Nested parfor-Loops and for-Loops

Parallellizing Nested Loops

You cannot use a parfor-loop inside another parfor-loop. As an example, the following nesting of parfor-loops is not allowed:

   parfor i = 1:10
       parfor j = 1:5
           ...
       end
   end

Tip

You cannot nest parfor directly within another parfor-loop. A parfor-loop can call a function that contains a parfor-loop, but you do not get any additional parallelism.

Code Analyzer in the MATLAB® Editor flags the use of parfor inside another parfor-loop:

You cannot nest parfor-loops because parallellization can be performed at only one level. Therefore, choose which loop to run in parallel, and convert the other loop to a for-loop.

Consider the following performance issues when dealing with nested loops:

  • Parallel processing incurs overhead. Generally, you should run the outer loop in parallel, because overhead only occurs once. If you run the inner loop in parallel, then each of the multiple parfor executions incurs an overhead.

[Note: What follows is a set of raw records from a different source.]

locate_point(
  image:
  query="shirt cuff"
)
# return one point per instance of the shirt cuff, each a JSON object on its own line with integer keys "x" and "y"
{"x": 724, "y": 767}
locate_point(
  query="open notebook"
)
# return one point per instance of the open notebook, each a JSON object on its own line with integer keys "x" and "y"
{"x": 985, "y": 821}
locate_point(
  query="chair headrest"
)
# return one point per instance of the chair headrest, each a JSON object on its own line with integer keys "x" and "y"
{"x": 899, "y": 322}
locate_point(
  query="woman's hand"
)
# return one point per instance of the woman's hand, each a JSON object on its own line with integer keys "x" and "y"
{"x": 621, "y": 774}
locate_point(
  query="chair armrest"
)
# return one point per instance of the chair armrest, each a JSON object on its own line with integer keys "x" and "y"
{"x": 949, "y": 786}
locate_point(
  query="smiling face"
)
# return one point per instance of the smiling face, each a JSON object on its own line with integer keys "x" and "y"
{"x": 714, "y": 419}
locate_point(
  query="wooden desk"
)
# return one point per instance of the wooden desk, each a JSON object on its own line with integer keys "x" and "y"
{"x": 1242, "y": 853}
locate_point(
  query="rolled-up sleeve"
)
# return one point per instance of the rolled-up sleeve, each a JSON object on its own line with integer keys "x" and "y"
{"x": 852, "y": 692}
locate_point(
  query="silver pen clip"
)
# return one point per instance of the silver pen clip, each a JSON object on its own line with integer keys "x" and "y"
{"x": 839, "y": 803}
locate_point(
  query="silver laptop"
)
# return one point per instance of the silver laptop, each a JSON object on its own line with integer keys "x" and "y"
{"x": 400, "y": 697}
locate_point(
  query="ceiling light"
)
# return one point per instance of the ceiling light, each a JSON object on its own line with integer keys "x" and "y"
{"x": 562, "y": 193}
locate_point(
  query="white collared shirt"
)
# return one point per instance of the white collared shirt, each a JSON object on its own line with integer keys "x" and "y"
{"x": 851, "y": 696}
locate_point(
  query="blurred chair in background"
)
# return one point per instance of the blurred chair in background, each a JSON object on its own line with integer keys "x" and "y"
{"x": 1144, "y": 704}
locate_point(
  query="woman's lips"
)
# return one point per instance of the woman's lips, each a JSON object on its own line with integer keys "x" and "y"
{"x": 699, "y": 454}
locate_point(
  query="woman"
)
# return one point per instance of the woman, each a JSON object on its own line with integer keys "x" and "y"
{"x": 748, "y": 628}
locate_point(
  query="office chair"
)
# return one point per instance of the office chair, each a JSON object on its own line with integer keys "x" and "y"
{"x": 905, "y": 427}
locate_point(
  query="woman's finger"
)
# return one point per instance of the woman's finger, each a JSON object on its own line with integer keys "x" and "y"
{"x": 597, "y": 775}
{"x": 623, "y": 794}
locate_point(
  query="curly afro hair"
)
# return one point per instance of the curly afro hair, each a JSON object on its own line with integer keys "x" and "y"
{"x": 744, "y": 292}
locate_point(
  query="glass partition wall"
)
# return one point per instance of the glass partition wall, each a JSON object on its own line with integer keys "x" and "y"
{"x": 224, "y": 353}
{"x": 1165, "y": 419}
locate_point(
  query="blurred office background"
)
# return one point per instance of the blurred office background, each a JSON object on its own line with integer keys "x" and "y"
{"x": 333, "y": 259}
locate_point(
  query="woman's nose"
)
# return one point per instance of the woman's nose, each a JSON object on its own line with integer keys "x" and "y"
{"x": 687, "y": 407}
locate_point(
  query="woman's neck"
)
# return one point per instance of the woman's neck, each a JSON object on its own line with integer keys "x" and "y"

See Convert Nested for-Loops to parfor for an example how to measure parallel overhead.

  • Make sure that the number of iterations exceeds the number of workers. Otherwise, you do not use all available workers.

  • Try to balance the parfor-loop iteration times. parfor tries to compensate for some load imbalance.

Tip

Always run the outermost loop in parallel, because you reduce parallel overhead.

You can also use a function that uses parfor and embed it in a parfor-loop. Parallellization occurs only at the outer level. In the following example, call a function MyFun.m inside the outer parfor-loop. The inner parfor-loop embedded in MyFun.m runs sequentially, not in parallel.

parfor i = 1:10
    MyFun(i)
end

function MyFun(i)
parfor j = 1:5
    ...
end
end

Tip

Nested parfor-loops generally give you no computational benefit.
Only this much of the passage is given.